La France ne veut pas de la cryptomonnaie de Facebook sur le sol européen – Le Point

La France ne veut pas de la cryptomonnaie de Facebook  sur le sol européen  - Le Point

Facebook veut lier la valeur de la Libra à celle du dollar

Le ministre français des Finances Bruno Le Maire la annoncé sans détour à lOCDE: “Dans ces conditions, nous ne pouvons pas autoriser le développement de la Libra sur le sol européen”, a-t-il affirmé lors dune conférence consacrée justement aux défis des cryptomonnaies.

Ouvrant les débats, le ministre sest livré à un réquisitoire très sévère contre la cryptomonnaie que Facebook prévoit de lancer en 2020, allant plus loin que dans ses interventions précédentes où il avait déjà exprimé sa préoccupation concernant la Libra.

Considérant que “la souveraineté monétaire des Etats était en jeu”, il na pas hésité à qualifier de “systémiques” les risques que pourrait entraîner cette “privatisation éventuelle dune monnaie (…) détenue par un seul acteur qui a plus de 2 milliards dutilisateurs sur la planète”.

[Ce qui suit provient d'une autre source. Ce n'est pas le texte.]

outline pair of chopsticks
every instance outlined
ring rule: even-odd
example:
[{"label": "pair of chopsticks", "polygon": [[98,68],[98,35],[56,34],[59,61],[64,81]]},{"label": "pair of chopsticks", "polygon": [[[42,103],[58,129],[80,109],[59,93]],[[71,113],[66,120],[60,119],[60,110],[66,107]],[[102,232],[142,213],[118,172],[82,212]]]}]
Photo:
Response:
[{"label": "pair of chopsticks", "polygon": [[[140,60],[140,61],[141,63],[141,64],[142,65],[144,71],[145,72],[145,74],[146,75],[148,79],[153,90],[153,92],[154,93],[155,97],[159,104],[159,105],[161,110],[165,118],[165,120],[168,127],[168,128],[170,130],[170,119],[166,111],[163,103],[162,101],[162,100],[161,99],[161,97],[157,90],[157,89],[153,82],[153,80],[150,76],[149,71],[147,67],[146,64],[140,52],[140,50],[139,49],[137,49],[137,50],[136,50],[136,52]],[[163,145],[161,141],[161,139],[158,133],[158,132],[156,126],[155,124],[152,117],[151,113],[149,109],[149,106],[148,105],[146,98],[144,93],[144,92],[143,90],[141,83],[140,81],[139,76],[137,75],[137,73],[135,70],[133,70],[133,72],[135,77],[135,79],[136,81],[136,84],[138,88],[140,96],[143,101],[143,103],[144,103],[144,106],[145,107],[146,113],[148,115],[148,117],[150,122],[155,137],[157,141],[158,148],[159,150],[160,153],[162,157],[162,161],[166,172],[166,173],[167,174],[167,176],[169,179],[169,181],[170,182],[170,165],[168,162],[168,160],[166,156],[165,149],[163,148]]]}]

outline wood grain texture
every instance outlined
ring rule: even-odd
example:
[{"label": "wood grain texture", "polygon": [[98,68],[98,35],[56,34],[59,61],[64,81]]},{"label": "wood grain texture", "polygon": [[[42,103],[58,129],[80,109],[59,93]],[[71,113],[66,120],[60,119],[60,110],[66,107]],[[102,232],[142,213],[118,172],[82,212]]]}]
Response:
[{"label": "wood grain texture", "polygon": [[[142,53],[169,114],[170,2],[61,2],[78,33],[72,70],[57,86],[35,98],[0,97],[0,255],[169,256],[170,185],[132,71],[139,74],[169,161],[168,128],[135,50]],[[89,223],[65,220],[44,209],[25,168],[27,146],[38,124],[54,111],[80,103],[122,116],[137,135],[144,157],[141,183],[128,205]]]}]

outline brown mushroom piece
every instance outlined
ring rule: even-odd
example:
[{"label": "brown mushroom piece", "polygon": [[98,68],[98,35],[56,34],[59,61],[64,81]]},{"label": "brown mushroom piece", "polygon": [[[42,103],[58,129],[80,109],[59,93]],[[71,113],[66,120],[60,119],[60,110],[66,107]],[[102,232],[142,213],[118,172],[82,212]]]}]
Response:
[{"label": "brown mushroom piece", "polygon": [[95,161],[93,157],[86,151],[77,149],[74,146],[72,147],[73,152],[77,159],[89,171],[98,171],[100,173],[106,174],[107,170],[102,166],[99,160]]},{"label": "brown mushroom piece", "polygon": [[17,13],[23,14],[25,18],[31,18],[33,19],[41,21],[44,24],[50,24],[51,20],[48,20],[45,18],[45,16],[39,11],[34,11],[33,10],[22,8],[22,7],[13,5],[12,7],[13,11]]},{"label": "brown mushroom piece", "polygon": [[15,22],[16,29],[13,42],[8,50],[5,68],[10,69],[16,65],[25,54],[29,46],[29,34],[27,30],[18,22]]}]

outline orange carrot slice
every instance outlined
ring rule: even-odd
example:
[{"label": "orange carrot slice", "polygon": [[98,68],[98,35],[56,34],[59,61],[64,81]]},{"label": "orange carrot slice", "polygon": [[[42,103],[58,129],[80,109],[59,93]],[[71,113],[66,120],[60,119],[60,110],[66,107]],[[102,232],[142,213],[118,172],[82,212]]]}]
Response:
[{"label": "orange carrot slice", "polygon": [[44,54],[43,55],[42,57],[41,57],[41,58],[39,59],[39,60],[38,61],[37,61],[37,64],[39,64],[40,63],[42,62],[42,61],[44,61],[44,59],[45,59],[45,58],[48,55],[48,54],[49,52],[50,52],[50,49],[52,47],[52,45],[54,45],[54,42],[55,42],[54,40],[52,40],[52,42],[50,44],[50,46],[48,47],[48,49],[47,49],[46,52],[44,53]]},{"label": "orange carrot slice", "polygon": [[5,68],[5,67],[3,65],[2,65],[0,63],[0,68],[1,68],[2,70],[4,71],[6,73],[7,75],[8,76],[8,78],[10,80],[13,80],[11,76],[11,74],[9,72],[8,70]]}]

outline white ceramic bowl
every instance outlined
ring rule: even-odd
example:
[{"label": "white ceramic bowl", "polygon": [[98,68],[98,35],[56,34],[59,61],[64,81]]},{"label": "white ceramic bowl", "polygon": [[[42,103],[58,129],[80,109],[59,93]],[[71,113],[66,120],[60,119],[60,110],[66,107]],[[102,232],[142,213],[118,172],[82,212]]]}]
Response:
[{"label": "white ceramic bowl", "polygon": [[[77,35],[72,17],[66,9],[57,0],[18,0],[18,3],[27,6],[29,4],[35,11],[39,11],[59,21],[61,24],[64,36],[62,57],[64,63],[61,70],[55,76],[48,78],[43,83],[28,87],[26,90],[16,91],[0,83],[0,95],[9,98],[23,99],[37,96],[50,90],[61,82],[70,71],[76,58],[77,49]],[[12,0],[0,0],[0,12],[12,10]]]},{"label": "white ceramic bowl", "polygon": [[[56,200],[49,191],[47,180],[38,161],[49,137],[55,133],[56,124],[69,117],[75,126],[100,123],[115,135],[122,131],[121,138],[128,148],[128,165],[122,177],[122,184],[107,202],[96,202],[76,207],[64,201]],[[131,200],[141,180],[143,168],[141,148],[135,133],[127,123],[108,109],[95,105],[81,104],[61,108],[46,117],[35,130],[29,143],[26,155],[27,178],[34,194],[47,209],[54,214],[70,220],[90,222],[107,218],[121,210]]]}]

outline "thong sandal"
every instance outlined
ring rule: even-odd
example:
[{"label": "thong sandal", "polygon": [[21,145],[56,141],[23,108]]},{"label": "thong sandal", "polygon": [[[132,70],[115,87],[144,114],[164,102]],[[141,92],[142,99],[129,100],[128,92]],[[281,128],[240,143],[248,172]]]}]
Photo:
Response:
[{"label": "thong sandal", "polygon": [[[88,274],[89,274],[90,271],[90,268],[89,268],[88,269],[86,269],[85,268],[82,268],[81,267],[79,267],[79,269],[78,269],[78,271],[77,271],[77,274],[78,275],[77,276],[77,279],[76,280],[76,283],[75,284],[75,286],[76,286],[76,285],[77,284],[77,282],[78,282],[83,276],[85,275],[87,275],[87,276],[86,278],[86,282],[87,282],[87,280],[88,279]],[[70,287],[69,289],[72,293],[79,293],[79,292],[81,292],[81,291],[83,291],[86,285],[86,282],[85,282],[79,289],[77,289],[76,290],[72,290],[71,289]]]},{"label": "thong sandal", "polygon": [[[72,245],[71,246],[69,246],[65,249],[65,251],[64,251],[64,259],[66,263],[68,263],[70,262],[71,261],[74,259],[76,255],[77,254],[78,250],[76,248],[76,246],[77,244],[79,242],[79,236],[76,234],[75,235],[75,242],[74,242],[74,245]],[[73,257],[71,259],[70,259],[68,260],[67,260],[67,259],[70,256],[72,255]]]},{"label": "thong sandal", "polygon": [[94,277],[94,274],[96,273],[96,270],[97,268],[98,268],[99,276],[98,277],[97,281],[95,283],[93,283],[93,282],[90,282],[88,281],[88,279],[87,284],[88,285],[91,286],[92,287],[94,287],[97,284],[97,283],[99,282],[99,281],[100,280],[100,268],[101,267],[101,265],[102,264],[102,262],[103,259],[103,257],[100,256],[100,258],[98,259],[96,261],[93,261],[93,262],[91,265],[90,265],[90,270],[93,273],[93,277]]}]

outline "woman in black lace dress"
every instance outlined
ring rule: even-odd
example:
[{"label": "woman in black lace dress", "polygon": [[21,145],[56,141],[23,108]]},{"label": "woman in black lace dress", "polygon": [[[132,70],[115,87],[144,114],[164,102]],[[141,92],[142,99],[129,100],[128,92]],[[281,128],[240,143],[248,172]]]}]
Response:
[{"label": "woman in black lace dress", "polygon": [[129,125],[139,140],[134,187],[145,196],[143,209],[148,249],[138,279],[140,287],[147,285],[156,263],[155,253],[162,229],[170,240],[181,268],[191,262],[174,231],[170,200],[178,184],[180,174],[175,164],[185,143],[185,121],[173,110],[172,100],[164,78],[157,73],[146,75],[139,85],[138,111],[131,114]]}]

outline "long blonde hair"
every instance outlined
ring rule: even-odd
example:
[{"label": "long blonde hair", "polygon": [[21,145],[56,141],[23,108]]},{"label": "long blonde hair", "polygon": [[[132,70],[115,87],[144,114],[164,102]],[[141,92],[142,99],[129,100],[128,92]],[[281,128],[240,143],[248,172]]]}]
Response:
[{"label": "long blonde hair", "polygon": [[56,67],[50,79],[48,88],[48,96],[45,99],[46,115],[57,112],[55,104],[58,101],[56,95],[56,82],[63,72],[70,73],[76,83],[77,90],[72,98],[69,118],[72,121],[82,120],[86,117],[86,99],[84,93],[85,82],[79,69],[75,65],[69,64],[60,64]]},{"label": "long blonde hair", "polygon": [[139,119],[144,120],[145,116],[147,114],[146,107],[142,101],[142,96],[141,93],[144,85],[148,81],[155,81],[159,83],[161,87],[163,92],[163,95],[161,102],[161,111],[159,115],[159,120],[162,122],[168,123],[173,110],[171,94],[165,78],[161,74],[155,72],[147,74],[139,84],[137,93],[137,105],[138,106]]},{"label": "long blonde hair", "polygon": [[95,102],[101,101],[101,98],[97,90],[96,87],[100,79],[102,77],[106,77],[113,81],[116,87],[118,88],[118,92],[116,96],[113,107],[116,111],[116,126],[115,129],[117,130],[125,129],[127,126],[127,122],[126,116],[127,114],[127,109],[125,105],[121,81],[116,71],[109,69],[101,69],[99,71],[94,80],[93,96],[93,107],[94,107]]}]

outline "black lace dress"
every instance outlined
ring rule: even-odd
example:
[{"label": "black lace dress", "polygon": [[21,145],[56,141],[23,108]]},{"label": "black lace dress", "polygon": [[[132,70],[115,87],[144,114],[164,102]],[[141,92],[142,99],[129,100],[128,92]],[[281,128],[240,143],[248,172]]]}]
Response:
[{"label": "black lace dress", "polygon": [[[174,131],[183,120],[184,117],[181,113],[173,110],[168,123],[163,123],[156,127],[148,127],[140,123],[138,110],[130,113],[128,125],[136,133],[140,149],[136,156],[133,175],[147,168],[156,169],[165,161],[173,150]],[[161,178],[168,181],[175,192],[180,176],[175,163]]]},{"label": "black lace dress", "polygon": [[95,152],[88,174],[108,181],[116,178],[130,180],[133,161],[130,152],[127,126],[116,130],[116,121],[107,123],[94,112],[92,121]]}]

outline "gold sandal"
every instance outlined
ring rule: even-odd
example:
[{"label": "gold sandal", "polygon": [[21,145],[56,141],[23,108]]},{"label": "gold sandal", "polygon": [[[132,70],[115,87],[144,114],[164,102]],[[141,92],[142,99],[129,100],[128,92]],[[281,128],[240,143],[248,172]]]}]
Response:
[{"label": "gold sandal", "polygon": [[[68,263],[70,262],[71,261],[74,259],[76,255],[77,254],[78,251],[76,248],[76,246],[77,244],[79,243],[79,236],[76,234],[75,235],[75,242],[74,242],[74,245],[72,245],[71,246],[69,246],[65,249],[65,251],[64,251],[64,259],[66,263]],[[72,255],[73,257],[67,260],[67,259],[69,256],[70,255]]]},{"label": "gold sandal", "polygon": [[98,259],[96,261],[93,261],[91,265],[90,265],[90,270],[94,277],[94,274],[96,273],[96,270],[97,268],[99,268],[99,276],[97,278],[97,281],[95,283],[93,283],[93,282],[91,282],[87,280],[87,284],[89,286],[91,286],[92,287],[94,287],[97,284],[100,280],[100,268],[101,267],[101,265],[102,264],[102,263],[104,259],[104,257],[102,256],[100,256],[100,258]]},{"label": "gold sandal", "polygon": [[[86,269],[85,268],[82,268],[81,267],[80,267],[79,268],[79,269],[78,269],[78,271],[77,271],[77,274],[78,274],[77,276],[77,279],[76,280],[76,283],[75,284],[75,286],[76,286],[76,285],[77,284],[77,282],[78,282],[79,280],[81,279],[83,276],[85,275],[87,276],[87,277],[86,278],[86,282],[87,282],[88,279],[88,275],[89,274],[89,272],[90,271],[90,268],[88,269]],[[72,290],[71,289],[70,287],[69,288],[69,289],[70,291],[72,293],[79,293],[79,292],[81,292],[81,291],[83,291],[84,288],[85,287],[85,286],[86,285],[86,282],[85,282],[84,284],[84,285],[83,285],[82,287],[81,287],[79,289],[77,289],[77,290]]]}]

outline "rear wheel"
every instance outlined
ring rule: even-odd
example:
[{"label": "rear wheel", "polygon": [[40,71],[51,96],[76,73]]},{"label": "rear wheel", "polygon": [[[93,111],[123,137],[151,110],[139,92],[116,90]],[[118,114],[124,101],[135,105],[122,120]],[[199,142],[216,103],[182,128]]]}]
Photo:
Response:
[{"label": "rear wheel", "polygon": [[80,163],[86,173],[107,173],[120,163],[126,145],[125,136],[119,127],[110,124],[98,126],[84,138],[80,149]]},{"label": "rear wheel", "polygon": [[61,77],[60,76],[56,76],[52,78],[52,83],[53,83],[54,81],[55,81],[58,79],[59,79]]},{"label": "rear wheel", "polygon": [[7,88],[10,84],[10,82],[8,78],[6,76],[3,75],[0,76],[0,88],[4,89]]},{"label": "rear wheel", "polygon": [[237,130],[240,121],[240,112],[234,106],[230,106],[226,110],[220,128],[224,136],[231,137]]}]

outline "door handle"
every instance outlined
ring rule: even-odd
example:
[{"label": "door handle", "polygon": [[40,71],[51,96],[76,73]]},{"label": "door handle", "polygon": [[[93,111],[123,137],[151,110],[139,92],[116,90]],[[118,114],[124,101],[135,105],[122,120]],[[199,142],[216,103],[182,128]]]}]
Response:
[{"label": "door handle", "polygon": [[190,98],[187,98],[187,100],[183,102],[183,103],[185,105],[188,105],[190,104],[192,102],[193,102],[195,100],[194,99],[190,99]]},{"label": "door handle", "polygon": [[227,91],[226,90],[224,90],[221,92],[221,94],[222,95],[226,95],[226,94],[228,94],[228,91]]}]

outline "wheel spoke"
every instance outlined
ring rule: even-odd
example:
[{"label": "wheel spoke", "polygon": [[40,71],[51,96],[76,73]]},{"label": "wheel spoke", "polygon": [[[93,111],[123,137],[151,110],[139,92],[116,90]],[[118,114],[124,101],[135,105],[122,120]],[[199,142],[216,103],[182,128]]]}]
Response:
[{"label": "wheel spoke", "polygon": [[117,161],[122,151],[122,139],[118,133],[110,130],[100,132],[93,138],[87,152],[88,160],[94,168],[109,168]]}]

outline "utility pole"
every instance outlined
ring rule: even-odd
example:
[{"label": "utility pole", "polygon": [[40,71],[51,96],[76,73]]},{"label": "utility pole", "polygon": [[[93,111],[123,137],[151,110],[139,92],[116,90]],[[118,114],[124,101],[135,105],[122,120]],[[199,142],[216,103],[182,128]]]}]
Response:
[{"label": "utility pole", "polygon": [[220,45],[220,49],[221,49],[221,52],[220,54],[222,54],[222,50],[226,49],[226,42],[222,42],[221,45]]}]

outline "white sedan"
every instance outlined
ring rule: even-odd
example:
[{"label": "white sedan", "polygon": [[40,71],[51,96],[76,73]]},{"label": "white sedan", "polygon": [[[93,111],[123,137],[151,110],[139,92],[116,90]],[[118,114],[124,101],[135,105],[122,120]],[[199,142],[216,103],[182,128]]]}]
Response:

Celui du Libra, en revanche, serait stable et adossé à un panier de devises. Nen reste pas moins que la future cryptomonnaie de Facebook est perçue comme une menace pour la souveraineté nationale des Etats. Le plus large réseau social au monde peut en effet se vanter dune base de plus deux milliards dutilisateurs. “Toute défaillance dans le fonctionnement de cette monnaie, dans la gestion de ses réserves pourrait créer des désordres financiers considérables”, en a donc déduit Bruno Le Maire.

“Toute défaillance dans le fonctionnement de cette monnaie, dans la gestion de ses réserves, pourrait créer des désordres financiers considérables”, a estimé M. Le Maire, redoutant également que la Libra se substitue à la monnaie nationale dans les Etats où la devise est faible ou connaît une forte dévaluation.

Bruno Le Maire ne veut pas du libra de Facebook en Europe

“Les commentaires du ministre français de lEconomie soulignent encore plus limportance de notre travail en cours avec les autorités de régulation et les gouvernements de par le monde”, a réagi dans un communiqué le responsable de la communication de la Libra Association, Dante Disparte.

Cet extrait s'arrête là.